Never. That's the damn answer. So Tony ponders over the phone, cradling it in one hand, putting it away in the other when he remembers the biting coldness of Siberia. He can never forget lying there, armor disabled, chestplate mangled, Steve limping away with Bucky in arm. He can never forget yelling after him, bursting with unadulterated rage but unable to show it, and Steve dropping the shield.
It sits peacefully on his desk now, a vital part of Captain America. Chipped and battered and the only thing that had been in Iron Man's sight line as his lover left him.
(But Tony's weak.)
He's weak, and that's why he's laying awake in bed in the middle of the night, entangled in expensive sheets like the sweaty mess he is. That's why he stumbles over to the phone and grabs it and dials without thinking. That's why his hands are trembling so badly he can barely hold it, but it's also why he wishes beyond want for it to be answered even though it's too late at night anyway.
But Steve must be weak too, because he answers.
"Hello? Tony?" Captain America's voice is static and jumbled fuzz over the poor reception, but the man on the other end of the line has never heard anything so beautiful. Overhead, night stars twinkle like handfuls of wishes. Tony is using up all of his right now.

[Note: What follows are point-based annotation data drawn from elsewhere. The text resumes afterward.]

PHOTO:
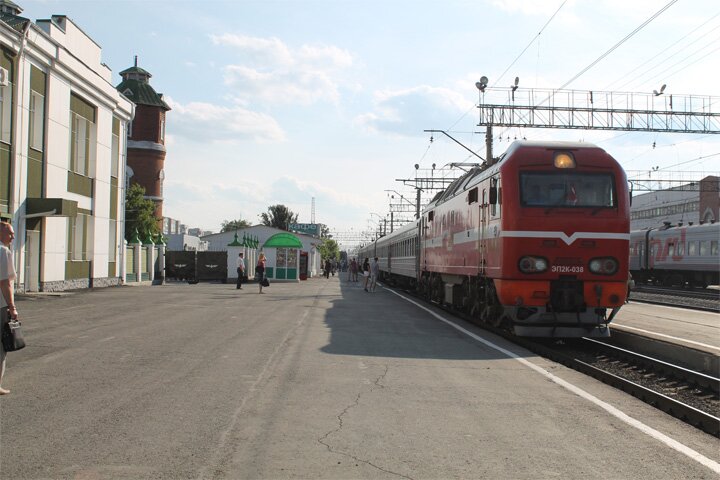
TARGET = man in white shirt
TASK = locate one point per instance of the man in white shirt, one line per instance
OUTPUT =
(240, 270)
(7, 276)
(374, 272)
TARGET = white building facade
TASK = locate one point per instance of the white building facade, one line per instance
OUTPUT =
(62, 154)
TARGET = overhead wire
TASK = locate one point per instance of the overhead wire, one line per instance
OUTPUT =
(614, 47)
(531, 42)
(528, 46)
(664, 50)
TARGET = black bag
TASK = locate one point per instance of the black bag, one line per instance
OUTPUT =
(12, 337)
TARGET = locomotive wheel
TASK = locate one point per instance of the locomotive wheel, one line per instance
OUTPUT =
(437, 290)
(474, 305)
(423, 287)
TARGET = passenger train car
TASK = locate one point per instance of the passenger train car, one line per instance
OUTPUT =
(536, 242)
(676, 255)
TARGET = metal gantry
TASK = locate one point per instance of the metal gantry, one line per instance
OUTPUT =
(592, 110)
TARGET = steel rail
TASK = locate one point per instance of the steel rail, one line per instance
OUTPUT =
(681, 373)
(704, 421)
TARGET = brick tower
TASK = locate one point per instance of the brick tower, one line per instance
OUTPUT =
(146, 135)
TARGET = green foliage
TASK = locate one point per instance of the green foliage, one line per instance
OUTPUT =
(139, 213)
(329, 249)
(231, 225)
(279, 216)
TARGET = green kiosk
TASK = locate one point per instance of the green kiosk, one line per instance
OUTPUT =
(282, 252)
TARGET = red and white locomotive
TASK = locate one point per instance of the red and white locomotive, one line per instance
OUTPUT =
(537, 242)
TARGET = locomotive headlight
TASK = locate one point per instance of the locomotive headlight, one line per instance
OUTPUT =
(532, 264)
(603, 265)
(564, 160)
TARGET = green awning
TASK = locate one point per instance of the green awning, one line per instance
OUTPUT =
(283, 240)
(61, 207)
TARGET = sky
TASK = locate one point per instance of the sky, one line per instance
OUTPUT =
(282, 101)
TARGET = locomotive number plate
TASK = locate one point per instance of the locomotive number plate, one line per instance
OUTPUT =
(567, 269)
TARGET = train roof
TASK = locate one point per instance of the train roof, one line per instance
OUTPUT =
(555, 144)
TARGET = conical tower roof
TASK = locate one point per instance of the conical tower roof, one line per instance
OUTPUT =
(136, 87)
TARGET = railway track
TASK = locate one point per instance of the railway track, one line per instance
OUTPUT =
(685, 394)
(696, 299)
(690, 396)
(700, 293)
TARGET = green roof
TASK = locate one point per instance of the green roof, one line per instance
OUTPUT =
(141, 93)
(16, 22)
(136, 69)
(283, 240)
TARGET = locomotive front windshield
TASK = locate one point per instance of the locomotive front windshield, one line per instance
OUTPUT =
(541, 189)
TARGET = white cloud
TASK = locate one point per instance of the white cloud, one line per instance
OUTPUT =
(273, 72)
(206, 122)
(410, 111)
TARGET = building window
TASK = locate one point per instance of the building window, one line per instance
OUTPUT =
(37, 120)
(82, 135)
(5, 112)
(112, 247)
(77, 237)
(115, 148)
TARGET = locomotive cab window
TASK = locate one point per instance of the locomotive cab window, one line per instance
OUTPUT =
(472, 196)
(541, 189)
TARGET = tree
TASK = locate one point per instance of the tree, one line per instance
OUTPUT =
(279, 216)
(329, 249)
(139, 214)
(230, 225)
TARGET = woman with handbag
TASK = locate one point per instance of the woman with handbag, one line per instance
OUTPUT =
(366, 272)
(7, 299)
(260, 270)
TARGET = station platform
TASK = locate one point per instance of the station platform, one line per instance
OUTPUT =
(315, 379)
(690, 338)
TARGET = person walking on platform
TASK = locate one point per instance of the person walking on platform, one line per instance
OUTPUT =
(8, 310)
(374, 272)
(352, 271)
(366, 272)
(260, 270)
(241, 270)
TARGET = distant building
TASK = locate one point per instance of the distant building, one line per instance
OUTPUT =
(62, 154)
(694, 202)
(198, 232)
(171, 226)
(146, 135)
(179, 241)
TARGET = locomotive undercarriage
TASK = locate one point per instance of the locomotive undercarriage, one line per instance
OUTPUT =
(565, 315)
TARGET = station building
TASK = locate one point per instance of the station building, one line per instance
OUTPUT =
(146, 135)
(62, 154)
(695, 202)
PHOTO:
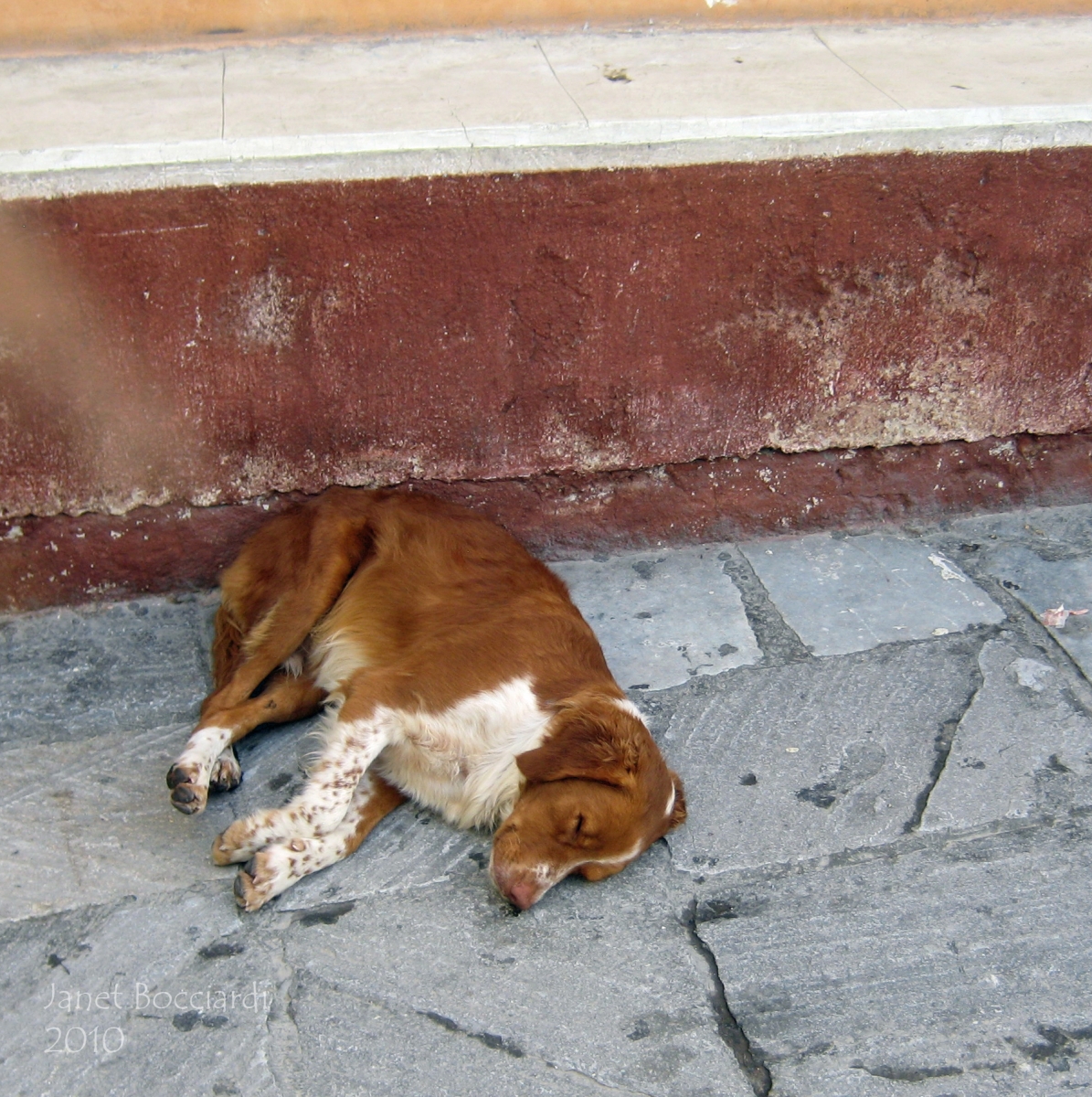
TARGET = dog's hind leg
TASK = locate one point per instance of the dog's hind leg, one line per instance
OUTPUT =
(284, 580)
(208, 761)
(280, 865)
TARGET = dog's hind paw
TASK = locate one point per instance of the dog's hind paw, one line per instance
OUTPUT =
(263, 877)
(186, 794)
(227, 772)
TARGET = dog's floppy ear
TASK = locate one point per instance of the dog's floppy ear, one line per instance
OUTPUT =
(580, 746)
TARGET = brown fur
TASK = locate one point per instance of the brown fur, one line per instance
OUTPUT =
(438, 606)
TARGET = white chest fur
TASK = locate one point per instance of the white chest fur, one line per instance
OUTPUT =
(461, 762)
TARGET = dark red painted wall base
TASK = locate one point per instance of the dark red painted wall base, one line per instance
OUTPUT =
(61, 560)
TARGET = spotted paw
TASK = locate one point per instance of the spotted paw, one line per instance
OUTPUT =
(227, 772)
(186, 794)
(259, 881)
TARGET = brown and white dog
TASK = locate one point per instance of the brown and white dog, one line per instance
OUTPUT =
(456, 672)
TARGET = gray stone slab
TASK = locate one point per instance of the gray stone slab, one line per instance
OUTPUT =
(1022, 746)
(91, 977)
(1043, 579)
(811, 758)
(663, 617)
(961, 968)
(67, 674)
(849, 593)
(599, 981)
(89, 820)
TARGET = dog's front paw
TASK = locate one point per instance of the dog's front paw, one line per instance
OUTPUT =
(188, 793)
(236, 844)
(264, 876)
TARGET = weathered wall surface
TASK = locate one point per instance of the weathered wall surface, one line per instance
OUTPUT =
(56, 25)
(57, 560)
(514, 340)
(208, 346)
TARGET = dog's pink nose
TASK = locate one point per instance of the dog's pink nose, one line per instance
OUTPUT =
(522, 895)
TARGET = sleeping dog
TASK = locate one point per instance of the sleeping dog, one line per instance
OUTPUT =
(455, 670)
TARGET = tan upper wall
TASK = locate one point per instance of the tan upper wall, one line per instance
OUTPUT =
(67, 25)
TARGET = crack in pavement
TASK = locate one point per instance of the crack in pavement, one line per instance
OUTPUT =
(509, 1047)
(942, 744)
(281, 1043)
(775, 637)
(729, 1030)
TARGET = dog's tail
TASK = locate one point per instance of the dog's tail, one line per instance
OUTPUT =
(284, 580)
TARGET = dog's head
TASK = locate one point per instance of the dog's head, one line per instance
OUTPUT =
(597, 795)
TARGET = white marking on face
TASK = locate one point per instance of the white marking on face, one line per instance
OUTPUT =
(461, 762)
(294, 665)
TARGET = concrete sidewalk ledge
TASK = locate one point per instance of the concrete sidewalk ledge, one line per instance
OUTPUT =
(508, 102)
(651, 143)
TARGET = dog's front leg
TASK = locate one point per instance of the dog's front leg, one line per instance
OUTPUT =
(314, 816)
(208, 761)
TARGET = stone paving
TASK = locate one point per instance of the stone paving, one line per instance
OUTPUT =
(883, 889)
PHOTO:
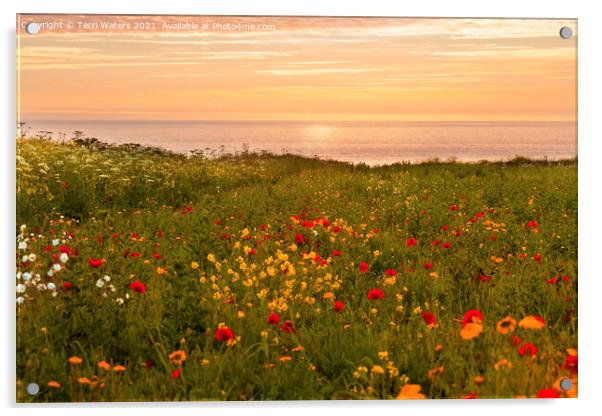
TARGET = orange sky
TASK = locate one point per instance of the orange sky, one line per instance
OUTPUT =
(295, 69)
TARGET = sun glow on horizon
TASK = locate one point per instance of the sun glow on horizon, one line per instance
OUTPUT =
(306, 69)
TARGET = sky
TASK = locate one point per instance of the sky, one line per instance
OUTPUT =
(107, 67)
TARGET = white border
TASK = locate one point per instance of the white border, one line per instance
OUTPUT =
(590, 203)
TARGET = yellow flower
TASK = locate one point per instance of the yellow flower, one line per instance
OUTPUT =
(177, 357)
(432, 373)
(103, 365)
(497, 259)
(471, 330)
(503, 363)
(531, 322)
(506, 325)
(75, 360)
(377, 369)
(410, 392)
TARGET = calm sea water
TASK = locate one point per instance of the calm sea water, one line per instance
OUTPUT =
(373, 143)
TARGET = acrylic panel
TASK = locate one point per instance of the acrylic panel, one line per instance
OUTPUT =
(295, 208)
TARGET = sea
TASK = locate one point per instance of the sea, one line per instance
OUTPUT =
(372, 143)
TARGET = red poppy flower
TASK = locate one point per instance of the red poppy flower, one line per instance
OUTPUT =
(429, 318)
(472, 316)
(224, 334)
(571, 363)
(138, 286)
(287, 327)
(375, 294)
(95, 263)
(527, 349)
(547, 394)
(515, 340)
(273, 319)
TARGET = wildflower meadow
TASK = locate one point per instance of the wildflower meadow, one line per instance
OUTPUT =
(145, 275)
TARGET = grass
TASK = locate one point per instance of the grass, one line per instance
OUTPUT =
(229, 240)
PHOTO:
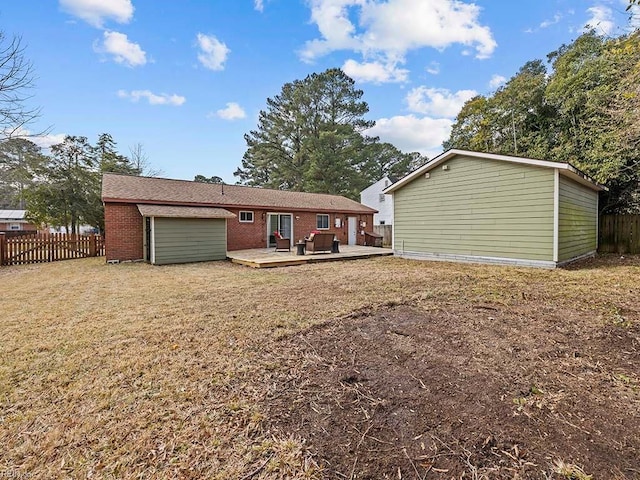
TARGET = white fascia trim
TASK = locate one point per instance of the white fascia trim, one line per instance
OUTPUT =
(556, 213)
(443, 157)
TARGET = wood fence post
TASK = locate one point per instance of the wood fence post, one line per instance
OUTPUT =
(93, 250)
(3, 248)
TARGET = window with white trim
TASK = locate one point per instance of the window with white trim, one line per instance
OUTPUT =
(246, 217)
(322, 221)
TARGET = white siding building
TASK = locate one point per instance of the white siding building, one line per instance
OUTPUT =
(373, 197)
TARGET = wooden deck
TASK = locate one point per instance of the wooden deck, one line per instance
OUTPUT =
(268, 258)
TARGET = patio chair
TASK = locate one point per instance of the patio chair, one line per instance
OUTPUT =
(319, 242)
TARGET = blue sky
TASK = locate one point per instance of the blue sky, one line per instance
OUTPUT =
(187, 79)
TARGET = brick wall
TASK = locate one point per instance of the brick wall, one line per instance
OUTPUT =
(242, 235)
(27, 227)
(123, 230)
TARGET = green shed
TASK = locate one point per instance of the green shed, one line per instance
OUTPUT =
(175, 234)
(479, 207)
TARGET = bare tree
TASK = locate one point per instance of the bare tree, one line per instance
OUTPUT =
(16, 80)
(139, 160)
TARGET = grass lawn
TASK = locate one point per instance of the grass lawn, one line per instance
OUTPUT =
(207, 370)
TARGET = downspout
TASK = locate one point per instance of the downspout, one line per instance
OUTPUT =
(556, 213)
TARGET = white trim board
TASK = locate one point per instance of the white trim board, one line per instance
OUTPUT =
(515, 262)
(556, 213)
(564, 168)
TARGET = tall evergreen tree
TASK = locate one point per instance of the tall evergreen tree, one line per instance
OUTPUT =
(584, 113)
(20, 159)
(310, 138)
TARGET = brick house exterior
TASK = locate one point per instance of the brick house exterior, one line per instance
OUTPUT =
(253, 209)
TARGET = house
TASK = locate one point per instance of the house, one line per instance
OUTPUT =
(479, 207)
(373, 197)
(15, 221)
(173, 221)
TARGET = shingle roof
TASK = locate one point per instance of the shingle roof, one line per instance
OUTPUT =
(183, 212)
(140, 190)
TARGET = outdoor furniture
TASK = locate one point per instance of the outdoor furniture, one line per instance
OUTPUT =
(283, 244)
(372, 239)
(319, 242)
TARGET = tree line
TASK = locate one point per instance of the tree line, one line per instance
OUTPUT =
(311, 138)
(585, 110)
(62, 189)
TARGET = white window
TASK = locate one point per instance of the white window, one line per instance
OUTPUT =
(246, 217)
(322, 222)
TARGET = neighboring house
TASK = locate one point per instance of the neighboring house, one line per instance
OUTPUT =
(470, 206)
(373, 197)
(173, 221)
(14, 221)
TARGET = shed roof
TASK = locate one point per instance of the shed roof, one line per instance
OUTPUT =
(565, 169)
(183, 212)
(163, 191)
(12, 214)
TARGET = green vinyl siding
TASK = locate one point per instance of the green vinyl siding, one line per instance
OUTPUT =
(478, 207)
(183, 240)
(577, 220)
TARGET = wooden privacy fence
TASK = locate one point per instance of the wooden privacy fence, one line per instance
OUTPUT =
(386, 231)
(48, 247)
(619, 234)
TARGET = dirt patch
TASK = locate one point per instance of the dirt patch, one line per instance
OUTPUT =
(450, 392)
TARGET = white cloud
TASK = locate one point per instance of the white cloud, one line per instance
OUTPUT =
(233, 111)
(213, 53)
(152, 98)
(387, 30)
(95, 12)
(433, 68)
(123, 51)
(496, 81)
(47, 141)
(43, 141)
(438, 102)
(374, 72)
(547, 23)
(413, 134)
(601, 19)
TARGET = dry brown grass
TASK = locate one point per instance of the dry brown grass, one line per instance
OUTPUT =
(135, 371)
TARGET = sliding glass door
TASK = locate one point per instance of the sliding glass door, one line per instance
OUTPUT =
(281, 223)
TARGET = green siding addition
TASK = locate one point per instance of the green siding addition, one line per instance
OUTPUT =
(577, 220)
(184, 240)
(479, 208)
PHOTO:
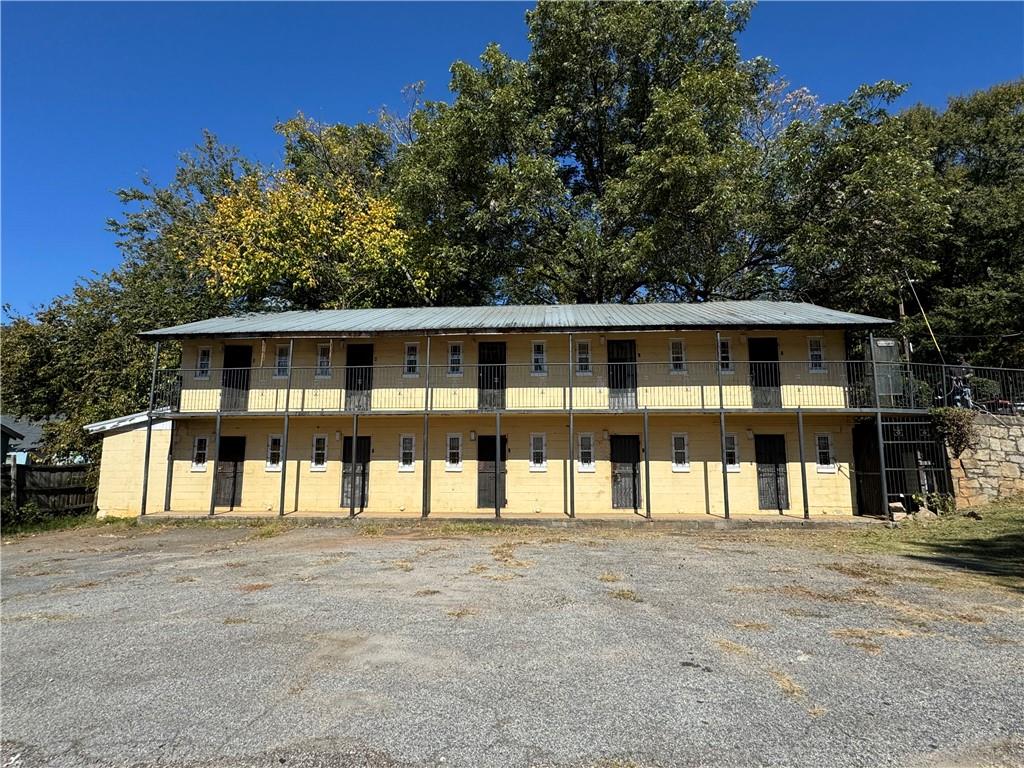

"There's no emergency," he clarifies, just so Steve knows. "I only... I wanted to hear you."
Tony continues, "I miss you so much," and realizes he's crying. He's crying like every soul in the world has shriveled up into nothing but waste, and it helps, because it's the only thing that can. But Iron Man can't stop now, so he might as well continue.
"Tony?" And Steve sounds so frightened and concerned about the fact that Tony hasn't cracked a single joke yet that he can almost laugh out loud. Iron Man's given up his pride, his dignity, his confidence, to come crawling and sobbing and pleading. (He hates himself.)
"Come home," Tony looks down to see his knuckles have turned nearly white from clutching his blanket so hard. "Please come home. Please."
(He hates himself even more for asking because they both know it's impossible. They both know it can't be done right now, here, because it's too fucking dangerous and it's too much to ask. Tony hates himself because he knows all of this but he's too much of a selfish, impulsive dumbass to stop himself from asking. He hates himself.)
"I will."
Tony's sure he's joking.
"I made a promise to you," Steve whispers like he's trying not to split the gentle threads holding them together right now, "And I'm going to keep it."
And Tony sobs with nothing but relief when Captain America shows up on his doorstep at one in the morning, risking everything and anything. But it's to see him. Just him. Because he asked, and it's enough, and it's always been enough.